A jury had found the 56-year-old Selby guilty of one count of rape forcible compulsion, one count of rape of a person less than 13 years of age, three counts of sexual assault and one count each of involuntary deviate sexual intercourse of a person less than 13 and statutory sexual assault following a three-day trial in June. Selby, of the 700 block of Baumgardner Road, raped and sexually assaulted the victims, who he encountered in his job as a city police officer in the 1990s.
Assistant District Attorney Elizabeth Lapp, who prosecuted the case alongside Assistant District Attorney Fritz Haverstick, argued that the “callousness” of Selby’s actions in abusing his position as a trusted member of the community warranted the tough sentence imposed.
Lapp specifically cited Selby’s rape of a 16-year-old girl whose rape by another man a week earlier he had been assigned to investigate. Mahon expressed disgust at the incident, telling Selby he has “seen most everything” in his years on the bench and is no longer surprised at the level of cruelty people are capable of showing to one another, but “that one I hadn’t seen before.”
“I can’t imagine that you thought so little of [the victim], so little of yourself and so little of your fellow officers and what they represent,” Mahon said.
That same victim told the court prior to Selby being sentenced that his actions “further eroded my already distorted perception” that “nothing was safe.” The victim also noted that she and others who Selby abused came from backgrounds that included “shattered families and tragedy,” saying that his actions amounted to those of a “psychopath.”
“Cops should be held to a higher standard of conduct than civilians,” the victim said, but Selby “drew to us like a shark to blood.”
Where Selby erred, the victim said, is in underestimating the resilience of those he abused.
A second victim wrote a letter to the court which Lapp read aloud in which she explained that Selby “failed” her in his position as a police officer and swore to never disbelieve her children the same way she was disbelieved.
Though Selby himself chose not to speak prior to being sentenced, two of his personal friends described him as a dedicated worker and devoted husband. One of Selby’s friends who spoke on his behalf said that the man who moments earlier had been deemed a Sexually Violent Predator by the court “is not the Scott I know.”
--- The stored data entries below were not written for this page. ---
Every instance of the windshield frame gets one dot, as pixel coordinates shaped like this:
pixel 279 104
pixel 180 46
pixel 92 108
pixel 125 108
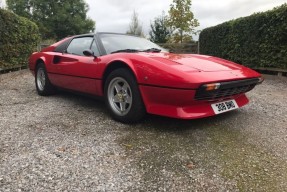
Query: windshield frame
pixel 101 35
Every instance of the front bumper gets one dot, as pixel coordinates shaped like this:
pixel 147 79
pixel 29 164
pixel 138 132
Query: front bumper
pixel 180 103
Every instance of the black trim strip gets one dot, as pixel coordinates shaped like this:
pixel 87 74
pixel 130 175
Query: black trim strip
pixel 166 87
pixel 75 76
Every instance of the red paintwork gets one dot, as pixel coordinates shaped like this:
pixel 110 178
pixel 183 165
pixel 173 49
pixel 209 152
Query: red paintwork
pixel 167 81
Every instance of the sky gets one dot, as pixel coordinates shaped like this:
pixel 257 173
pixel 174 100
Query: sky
pixel 115 15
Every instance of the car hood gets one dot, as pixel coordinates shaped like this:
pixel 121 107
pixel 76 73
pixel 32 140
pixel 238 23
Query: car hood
pixel 195 62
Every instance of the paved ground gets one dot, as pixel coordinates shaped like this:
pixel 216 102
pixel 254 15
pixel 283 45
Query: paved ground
pixel 68 142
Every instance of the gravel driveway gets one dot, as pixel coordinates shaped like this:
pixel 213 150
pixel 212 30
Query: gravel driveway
pixel 68 142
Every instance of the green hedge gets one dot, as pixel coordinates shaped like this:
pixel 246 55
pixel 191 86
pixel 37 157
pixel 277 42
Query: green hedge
pixel 19 37
pixel 259 40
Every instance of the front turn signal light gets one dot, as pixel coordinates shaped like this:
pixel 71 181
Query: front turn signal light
pixel 212 86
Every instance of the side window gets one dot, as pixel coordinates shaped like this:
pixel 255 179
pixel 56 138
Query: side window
pixel 78 45
pixel 95 49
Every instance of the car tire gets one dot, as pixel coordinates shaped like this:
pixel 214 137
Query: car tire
pixel 122 96
pixel 43 84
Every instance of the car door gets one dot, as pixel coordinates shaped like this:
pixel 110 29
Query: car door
pixel 75 71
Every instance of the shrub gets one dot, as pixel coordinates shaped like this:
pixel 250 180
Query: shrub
pixel 259 40
pixel 18 39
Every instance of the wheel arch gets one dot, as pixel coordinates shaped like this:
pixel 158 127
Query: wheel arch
pixel 38 61
pixel 117 65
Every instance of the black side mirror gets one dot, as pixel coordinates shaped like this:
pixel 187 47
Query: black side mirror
pixel 89 53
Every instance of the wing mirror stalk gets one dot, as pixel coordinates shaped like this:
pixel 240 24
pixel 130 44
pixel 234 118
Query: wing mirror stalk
pixel 89 53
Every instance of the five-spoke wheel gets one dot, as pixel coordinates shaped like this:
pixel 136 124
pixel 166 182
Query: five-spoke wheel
pixel 122 96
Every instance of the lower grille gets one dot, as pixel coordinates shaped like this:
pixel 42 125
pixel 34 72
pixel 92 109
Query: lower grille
pixel 226 89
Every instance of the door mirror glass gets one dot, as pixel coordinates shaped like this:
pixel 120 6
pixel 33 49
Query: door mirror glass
pixel 88 53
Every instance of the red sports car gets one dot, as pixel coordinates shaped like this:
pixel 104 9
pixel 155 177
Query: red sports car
pixel 136 76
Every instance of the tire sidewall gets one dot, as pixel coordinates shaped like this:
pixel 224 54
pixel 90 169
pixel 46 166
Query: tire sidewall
pixel 137 110
pixel 47 88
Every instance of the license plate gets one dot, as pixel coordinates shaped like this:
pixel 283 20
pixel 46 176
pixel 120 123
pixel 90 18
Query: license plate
pixel 224 106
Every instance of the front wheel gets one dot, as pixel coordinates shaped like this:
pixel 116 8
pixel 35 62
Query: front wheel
pixel 123 97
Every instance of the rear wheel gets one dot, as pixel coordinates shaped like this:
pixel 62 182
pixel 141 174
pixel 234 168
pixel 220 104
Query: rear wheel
pixel 123 97
pixel 43 84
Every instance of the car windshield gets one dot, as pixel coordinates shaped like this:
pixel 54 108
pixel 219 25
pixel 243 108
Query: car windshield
pixel 114 43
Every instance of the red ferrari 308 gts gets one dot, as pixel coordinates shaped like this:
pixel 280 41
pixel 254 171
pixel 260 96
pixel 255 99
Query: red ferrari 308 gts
pixel 136 76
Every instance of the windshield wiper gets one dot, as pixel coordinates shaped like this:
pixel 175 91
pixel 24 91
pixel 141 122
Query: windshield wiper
pixel 126 50
pixel 155 50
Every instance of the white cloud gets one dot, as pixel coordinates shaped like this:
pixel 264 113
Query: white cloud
pixel 115 15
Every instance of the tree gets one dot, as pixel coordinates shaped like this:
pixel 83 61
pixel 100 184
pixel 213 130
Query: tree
pixel 160 31
pixel 135 28
pixel 55 18
pixel 182 20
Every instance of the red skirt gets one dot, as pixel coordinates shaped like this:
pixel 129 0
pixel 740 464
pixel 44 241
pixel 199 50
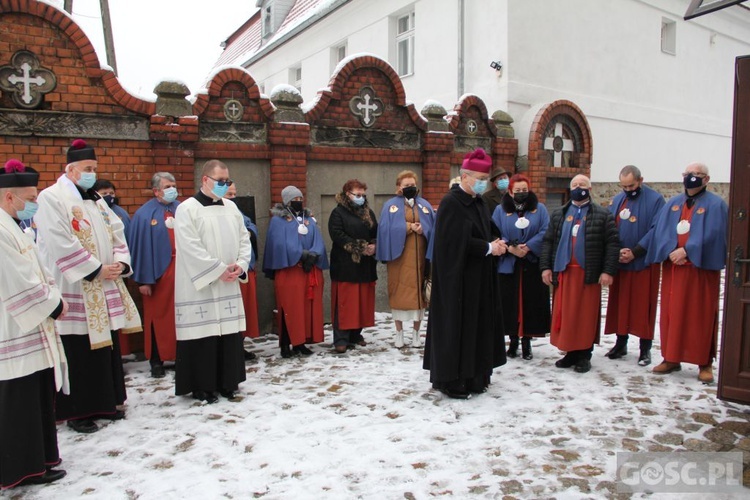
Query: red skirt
pixel 689 321
pixel 250 302
pixel 632 303
pixel 576 311
pixel 158 310
pixel 355 303
pixel 299 300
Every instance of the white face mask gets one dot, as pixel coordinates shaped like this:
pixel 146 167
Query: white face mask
pixel 170 194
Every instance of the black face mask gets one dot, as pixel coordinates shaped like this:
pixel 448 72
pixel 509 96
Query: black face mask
pixel 520 197
pixel 692 182
pixel 409 192
pixel 634 193
pixel 579 194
But while on paper Selby appeared to be a law-abiding citizen, numerous incidents over the years indicated that he was “a different person,” Mahon said. Lapp cited a psychologist who analyzed Selby and spoke as a witness on his behalf whose own assessment of him described him as a “pathological liar.”
Prior to dismissing court Mahon commended Lapp for telling the jury in her opening and closing arguments of the trial that the justice system had “failed” the victims years ago, saying he had never seen someone “have the guts to stand up and say that.” Mahon also commended Lancaster City Bureau of Police Det. Jessica Higgins, who filed the charges, and the 10 city police officers who were present in the gallery to witness the sentencing because “one of their own has done the unthinkable.”
Police are entrusted to enforce the law with honestly and integrity, Mahon said, “and without that, we have Mad Max.”
Adams also thanked Det. Higgins as well as Lapp and Haverstick “for standing up for what is right, fighting for the truth and holding a man in a position of public trust accountable for his actions.”